The Henderson County Fiscal Court on Tuesday sent a battery energy storage systems ordinance to the Henderson-Henderson County Joint Planning Commission so that it can hold a public hearing on the proposal.
That public hearing most likely will occur at the Feb. 7 meeting of the joint planning commission, said Brian Bishop, executive director of the planning commission.
The battery storage ordinance is largely the same as what the Henderson Board of Commissioners approved in November. There are slight differences, though, according to Bishop.
The city ordinance requires that a large battery installation be placed in parcels zoned as heavy industrial, whereas the proposed county ordinance will require those parcels be zoned as heavy industrial or light industrial, Bishop said.
Officials who crafted the city’s ordinance were wary that fires, some massive, have occurred at utility-size battery energy storage systems across the country. They said heavy industrial—with its required 100-foot frontage from an installation to residential property—would allow a larger buffer if a fire were to break out.
These massive fires, called thermal energy runaways, are caused when batteries inside the compartments of a storage system overheat, and experts say the best way to deal with them is to let the fire burn out, according to a previous article in the Hendersonian.
Brad Bickett, the general manager of Henderson Municipal Power and Light, has said thermal runaway events are rare, and technology is improving so that they occur even less often.
Bishop said the space between these installations and residential property is less of a concern in the county because it is much less dense than the city.
Therefore, a light industrial zoning is appropriate because it’s consistent with the type of equipment associated with a battery energy storage system and close proximity of one of these installations to a residential area will not be as likely to be a concern in the county, Bishop said.
Additionally, the nearest residential property to the parcel on Toy Anthoston Road is 1,600 feet away, Bishop said.
Both county and city governments are putting in or have put in ordinances for these installations because energy companies have expressed interest to locate here.
Yellowthroat Energy Storage LLC, a subsidiary of Tenaska Energy, has submitted plans to the joint planning commission staff to build a battery installation on a 35-plus acre parcel on Toy-Anthoston Road, near Airline Road, according to planning commission documents.
The land is currently zoned agriculture.

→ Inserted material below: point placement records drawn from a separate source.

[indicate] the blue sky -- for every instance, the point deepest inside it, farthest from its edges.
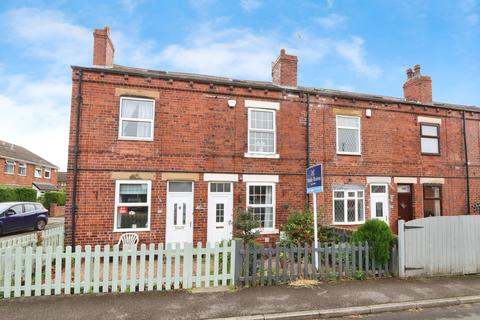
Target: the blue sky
(361, 46)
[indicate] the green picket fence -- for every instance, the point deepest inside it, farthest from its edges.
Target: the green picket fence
(55, 270)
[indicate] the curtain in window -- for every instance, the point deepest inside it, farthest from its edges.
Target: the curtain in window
(137, 109)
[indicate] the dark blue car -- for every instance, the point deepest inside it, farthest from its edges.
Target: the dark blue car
(18, 216)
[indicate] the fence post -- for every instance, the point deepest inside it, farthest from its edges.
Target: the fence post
(401, 249)
(237, 247)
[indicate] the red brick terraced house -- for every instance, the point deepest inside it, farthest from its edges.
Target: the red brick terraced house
(170, 155)
(20, 167)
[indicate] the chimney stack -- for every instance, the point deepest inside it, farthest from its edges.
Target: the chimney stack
(417, 88)
(102, 48)
(284, 70)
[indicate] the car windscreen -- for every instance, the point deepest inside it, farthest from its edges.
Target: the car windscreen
(3, 207)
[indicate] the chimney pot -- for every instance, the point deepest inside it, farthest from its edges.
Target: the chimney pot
(103, 50)
(284, 69)
(417, 88)
(409, 73)
(416, 69)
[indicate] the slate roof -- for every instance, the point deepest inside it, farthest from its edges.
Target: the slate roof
(45, 186)
(18, 153)
(118, 69)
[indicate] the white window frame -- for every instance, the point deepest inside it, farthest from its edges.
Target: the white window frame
(35, 172)
(9, 163)
(22, 165)
(345, 207)
(49, 173)
(257, 154)
(120, 121)
(249, 184)
(139, 204)
(359, 135)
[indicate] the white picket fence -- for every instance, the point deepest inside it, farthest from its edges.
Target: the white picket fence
(55, 271)
(51, 237)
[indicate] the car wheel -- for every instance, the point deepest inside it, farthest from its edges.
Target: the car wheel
(40, 225)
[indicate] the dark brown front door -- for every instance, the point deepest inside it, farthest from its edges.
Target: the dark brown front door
(405, 204)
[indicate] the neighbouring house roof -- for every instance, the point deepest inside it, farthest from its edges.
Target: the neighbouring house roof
(61, 176)
(18, 153)
(269, 85)
(44, 186)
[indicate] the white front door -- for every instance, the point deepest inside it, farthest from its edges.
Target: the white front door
(179, 227)
(220, 211)
(379, 208)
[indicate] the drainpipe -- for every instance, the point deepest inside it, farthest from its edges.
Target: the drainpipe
(308, 139)
(75, 158)
(467, 173)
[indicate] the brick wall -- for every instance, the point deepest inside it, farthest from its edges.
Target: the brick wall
(195, 131)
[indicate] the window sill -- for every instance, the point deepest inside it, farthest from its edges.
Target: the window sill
(348, 154)
(262, 155)
(268, 231)
(131, 230)
(135, 139)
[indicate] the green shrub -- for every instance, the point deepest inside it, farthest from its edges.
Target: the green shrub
(379, 237)
(299, 229)
(53, 197)
(246, 225)
(17, 194)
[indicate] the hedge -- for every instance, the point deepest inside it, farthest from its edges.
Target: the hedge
(53, 197)
(17, 194)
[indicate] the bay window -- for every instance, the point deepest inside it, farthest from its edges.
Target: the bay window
(132, 205)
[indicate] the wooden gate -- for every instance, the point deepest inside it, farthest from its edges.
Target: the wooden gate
(448, 245)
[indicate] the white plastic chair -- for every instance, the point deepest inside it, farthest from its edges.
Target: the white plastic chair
(128, 241)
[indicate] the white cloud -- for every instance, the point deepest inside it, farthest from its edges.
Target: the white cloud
(49, 35)
(331, 21)
(228, 52)
(354, 52)
(249, 5)
(35, 110)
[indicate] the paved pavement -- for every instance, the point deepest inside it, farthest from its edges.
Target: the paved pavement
(249, 301)
(465, 312)
(52, 223)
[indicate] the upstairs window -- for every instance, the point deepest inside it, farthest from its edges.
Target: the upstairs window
(47, 173)
(22, 169)
(136, 118)
(429, 138)
(9, 167)
(261, 131)
(348, 135)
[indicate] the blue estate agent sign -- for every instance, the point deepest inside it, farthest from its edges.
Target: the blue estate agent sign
(315, 179)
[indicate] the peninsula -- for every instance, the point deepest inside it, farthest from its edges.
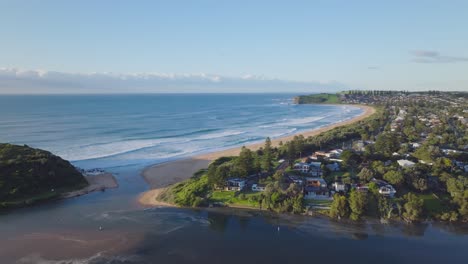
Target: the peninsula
(29, 176)
(400, 161)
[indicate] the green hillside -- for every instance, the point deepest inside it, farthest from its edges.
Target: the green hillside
(29, 175)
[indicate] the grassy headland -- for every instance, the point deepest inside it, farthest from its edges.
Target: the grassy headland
(29, 175)
(403, 162)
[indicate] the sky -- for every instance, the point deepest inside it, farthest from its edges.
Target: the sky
(112, 46)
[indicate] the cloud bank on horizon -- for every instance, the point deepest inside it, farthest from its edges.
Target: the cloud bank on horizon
(429, 56)
(16, 81)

The company is requesting the land to be rezoned to light industrial, according to the documents.
Though the parcel of land is 35-plus acres, the installation would be situated in an 8.82 fenced-in enclosure of the re-zoned land, documents show.
In other news from Tuesday’s Fiscal Court meeting:
- Jailer Bruce Todd said the detention center has purchased a new body scanner. He said the Tek84 Intercept body scanner will allow jail employees to detect and confiscate drugs and weapons that inmates attempt to smuggle in.
The equipment costs $151,000 that was paid for with jail funds, Todd said. The detention center also secured a $100,000 grant that went toward the purchase, Todd said.
He also said another positive about the Tek84 is that it can be installed in the jail’s intake area without any renovation.
- Former banker James Orrahood, who now in retirement works security at Columbia, presented an award to the company for all the good it does for the community. To show his appreciation, Orrahood created a unique and ornate model that he presented to company representatives at the meeting. He said it took him six months to complete it.